For the GFP reporter assay, each well was transfected with 500 μL of transfection mixture containing 500 ng of Poβ-actin promoter/pEGFP-1 plasmid (Clontech, Dalian, China). The positive control cells were transfected with the vector driven by the CMV promoter (pEGFP-C1) to determine transfection efficiency. In addition, the negative control cells were transfected with the promoterless vector pEGFP-1 (Clontech, Dalian, China). The transfection was maintained for 48 h. The GFP-positive cells of each sample from three independent experiments were counted under an inverted fluorescence microscope.

4.8. Screening of Poβ-actin-EGFP Overexpression Cells

To determine the optimal concentration of Geneticin (G418) (Hanheng Biotechnology, Shanghai, China) for FEC cells, the cells were passaged in 24-well plate. G418 selection was started at two days after cell passage. Different dosages of G418 arranging from 0 to 900 μg/mL were used to incubate with the cells. Then the proportion of cell death was counted under an inverted microscope (Ti-E/Ti-U; Nikon, Tokyo, Japan). After 15 days, the lowest concentration that caused FEC cells all death was selected as the optimal concentration of G418 for treated FEC cells.

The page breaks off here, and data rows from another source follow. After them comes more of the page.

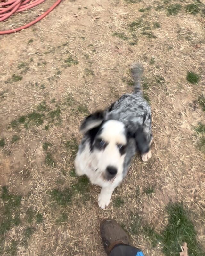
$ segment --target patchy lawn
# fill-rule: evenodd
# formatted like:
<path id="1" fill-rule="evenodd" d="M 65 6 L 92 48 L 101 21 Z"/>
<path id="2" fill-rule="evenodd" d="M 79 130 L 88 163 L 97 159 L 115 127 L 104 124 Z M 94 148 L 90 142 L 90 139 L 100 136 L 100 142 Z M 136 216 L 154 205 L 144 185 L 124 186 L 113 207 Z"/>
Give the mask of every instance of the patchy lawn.
<path id="1" fill-rule="evenodd" d="M 203 2 L 67 0 L 0 38 L 0 254 L 104 256 L 99 224 L 111 217 L 145 255 L 178 255 L 184 242 L 189 256 L 205 255 Z M 103 211 L 99 188 L 75 175 L 78 128 L 132 91 L 136 61 L 152 108 L 152 157 L 134 158 Z"/>

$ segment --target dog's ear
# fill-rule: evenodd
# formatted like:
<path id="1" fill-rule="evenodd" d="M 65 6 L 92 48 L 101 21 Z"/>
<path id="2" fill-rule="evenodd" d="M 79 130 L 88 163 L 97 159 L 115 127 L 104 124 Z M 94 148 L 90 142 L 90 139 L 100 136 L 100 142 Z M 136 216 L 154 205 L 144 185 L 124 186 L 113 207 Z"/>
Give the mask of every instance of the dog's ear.
<path id="1" fill-rule="evenodd" d="M 91 114 L 83 120 L 80 127 L 80 131 L 85 134 L 88 131 L 100 126 L 102 122 L 104 112 L 98 111 Z"/>
<path id="2" fill-rule="evenodd" d="M 135 134 L 135 139 L 137 149 L 141 154 L 144 154 L 150 149 L 149 142 L 142 128 L 137 129 Z"/>

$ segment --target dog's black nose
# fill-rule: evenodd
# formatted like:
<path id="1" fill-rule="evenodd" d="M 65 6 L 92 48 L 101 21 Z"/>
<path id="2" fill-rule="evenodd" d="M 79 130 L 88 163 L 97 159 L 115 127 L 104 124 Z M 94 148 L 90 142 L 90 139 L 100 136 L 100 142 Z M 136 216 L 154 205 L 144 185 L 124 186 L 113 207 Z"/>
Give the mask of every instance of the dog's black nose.
<path id="1" fill-rule="evenodd" d="M 113 166 L 108 166 L 106 169 L 108 173 L 113 176 L 116 174 L 117 172 L 117 168 Z"/>

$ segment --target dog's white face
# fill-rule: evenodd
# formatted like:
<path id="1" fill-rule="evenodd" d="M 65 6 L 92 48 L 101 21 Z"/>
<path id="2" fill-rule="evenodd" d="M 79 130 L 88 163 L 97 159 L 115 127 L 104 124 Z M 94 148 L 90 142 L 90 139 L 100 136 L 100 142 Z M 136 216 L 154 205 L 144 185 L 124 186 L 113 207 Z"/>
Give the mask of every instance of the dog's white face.
<path id="1" fill-rule="evenodd" d="M 121 176 L 127 145 L 123 124 L 114 120 L 103 124 L 93 143 L 92 156 L 96 160 L 96 172 L 107 180 Z"/>

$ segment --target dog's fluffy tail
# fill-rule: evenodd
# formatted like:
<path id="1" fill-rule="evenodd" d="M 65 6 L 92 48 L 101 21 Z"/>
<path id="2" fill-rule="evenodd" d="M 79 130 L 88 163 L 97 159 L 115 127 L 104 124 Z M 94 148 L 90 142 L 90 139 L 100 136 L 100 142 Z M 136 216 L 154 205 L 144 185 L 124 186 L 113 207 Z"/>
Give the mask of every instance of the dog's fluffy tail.
<path id="1" fill-rule="evenodd" d="M 143 72 L 142 66 L 138 62 L 134 63 L 131 68 L 134 83 L 134 92 L 141 93 L 141 78 Z"/>

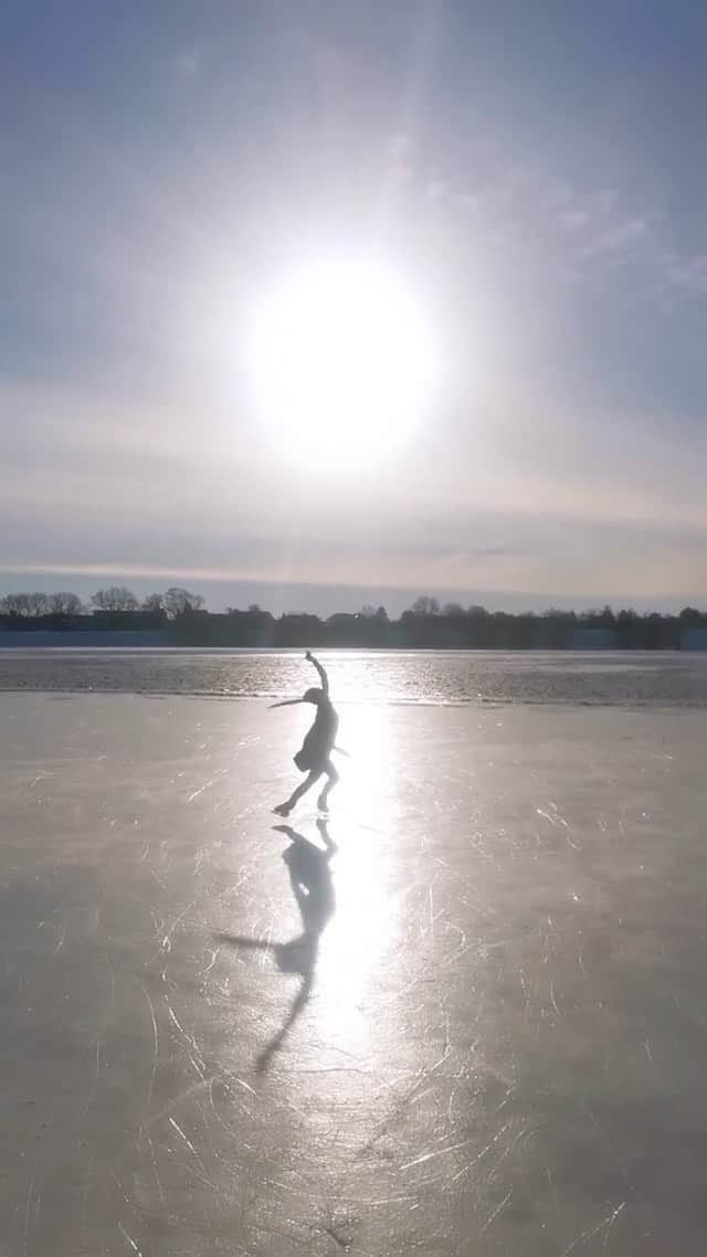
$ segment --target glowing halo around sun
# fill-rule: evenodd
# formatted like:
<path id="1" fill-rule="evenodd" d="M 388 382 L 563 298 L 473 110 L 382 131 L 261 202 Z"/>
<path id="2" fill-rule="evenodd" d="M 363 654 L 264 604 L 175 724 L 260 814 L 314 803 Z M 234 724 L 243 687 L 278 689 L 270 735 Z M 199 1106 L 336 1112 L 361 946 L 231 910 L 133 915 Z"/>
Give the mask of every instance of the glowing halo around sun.
<path id="1" fill-rule="evenodd" d="M 369 259 L 291 270 L 257 302 L 248 348 L 273 441 L 322 470 L 374 466 L 400 446 L 438 376 L 420 302 Z"/>

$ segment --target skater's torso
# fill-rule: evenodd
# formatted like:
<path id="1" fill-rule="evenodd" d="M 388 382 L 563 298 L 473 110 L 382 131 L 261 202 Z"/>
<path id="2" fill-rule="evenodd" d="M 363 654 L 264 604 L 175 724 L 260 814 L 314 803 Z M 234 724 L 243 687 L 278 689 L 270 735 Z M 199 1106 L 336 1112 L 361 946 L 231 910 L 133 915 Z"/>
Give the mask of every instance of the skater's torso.
<path id="1" fill-rule="evenodd" d="M 315 723 L 304 738 L 304 747 L 317 758 L 327 759 L 333 749 L 338 730 L 338 715 L 331 699 L 325 695 L 320 699 Z"/>

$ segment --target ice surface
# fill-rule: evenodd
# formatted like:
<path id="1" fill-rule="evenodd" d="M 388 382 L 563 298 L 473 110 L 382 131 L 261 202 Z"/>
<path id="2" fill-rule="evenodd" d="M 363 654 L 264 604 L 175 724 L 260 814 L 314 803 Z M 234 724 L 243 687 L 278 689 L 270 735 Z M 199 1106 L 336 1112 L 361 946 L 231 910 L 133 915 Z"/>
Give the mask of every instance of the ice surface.
<path id="1" fill-rule="evenodd" d="M 3 696 L 1 1257 L 703 1257 L 707 715 L 304 719 Z"/>

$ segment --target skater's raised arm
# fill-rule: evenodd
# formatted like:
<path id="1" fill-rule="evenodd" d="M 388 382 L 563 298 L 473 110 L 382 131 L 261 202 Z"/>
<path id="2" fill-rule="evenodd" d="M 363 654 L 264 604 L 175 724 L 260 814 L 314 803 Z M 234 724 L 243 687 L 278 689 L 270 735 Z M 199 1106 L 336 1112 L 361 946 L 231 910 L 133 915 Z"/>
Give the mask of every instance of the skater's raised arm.
<path id="1" fill-rule="evenodd" d="M 317 672 L 320 674 L 320 680 L 322 683 L 322 690 L 325 691 L 325 694 L 328 695 L 328 676 L 322 665 L 320 664 L 318 659 L 315 659 L 311 650 L 307 651 L 304 659 L 307 659 L 309 664 L 313 664 L 313 666 L 317 669 Z"/>

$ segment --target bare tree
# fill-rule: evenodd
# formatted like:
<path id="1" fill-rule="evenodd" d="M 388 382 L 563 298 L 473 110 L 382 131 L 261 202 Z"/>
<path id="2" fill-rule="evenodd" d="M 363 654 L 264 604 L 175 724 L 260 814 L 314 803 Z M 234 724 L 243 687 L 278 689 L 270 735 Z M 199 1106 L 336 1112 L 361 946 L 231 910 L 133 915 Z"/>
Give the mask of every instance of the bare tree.
<path id="1" fill-rule="evenodd" d="M 0 611 L 5 616 L 29 616 L 29 593 L 6 593 Z"/>
<path id="2" fill-rule="evenodd" d="M 162 605 L 170 618 L 176 620 L 185 611 L 200 611 L 204 598 L 200 593 L 190 593 L 189 590 L 181 590 L 175 585 L 165 593 Z"/>
<path id="3" fill-rule="evenodd" d="M 45 616 L 49 610 L 49 598 L 45 593 L 28 593 L 28 608 L 30 616 Z"/>
<path id="4" fill-rule="evenodd" d="M 146 598 L 142 600 L 141 611 L 162 611 L 165 606 L 164 593 L 148 593 Z"/>
<path id="5" fill-rule="evenodd" d="M 126 590 L 125 585 L 112 585 L 108 590 L 98 590 L 91 601 L 99 611 L 137 611 L 138 607 L 135 593 Z"/>
<path id="6" fill-rule="evenodd" d="M 438 616 L 439 602 L 437 598 L 429 598 L 423 595 L 420 598 L 415 598 L 410 611 L 414 616 Z"/>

Then the eGFP-Poβ-actinΔ−1080/−801Δ−500/−201 plasmid was transfected into the FEC cells using Lipofectamine®3000 (Invitrogen; Carlsbad, CA, USA). The cells were incubated at 24 °C in complete DMEM/F12 medium containing optimal concentration G418 for 14 days for selection of positive cells. The Cells were then cultured at 24 °C in DMEM/F12 medium containing half of optimal concentration G418. The transfection efficiency and purity of positive cells were evaluated according to the presence of green florescence, and the positive clones were selected. Cells were cultivated for two months without selection medium and the stability of the transfected vectors were monitored.

4.9. Statistical Analysis

The data of the luciferase assays were tested using Excel and SPSS (19.0, IBM, New York, USA). The significance of the differences among the samples were calculated using one-way analysis of variance (ANOVA) followed by Duncan’s test. All data were expressed as mean ± standard deviation. p values of < 0.05 were considered statistically significant.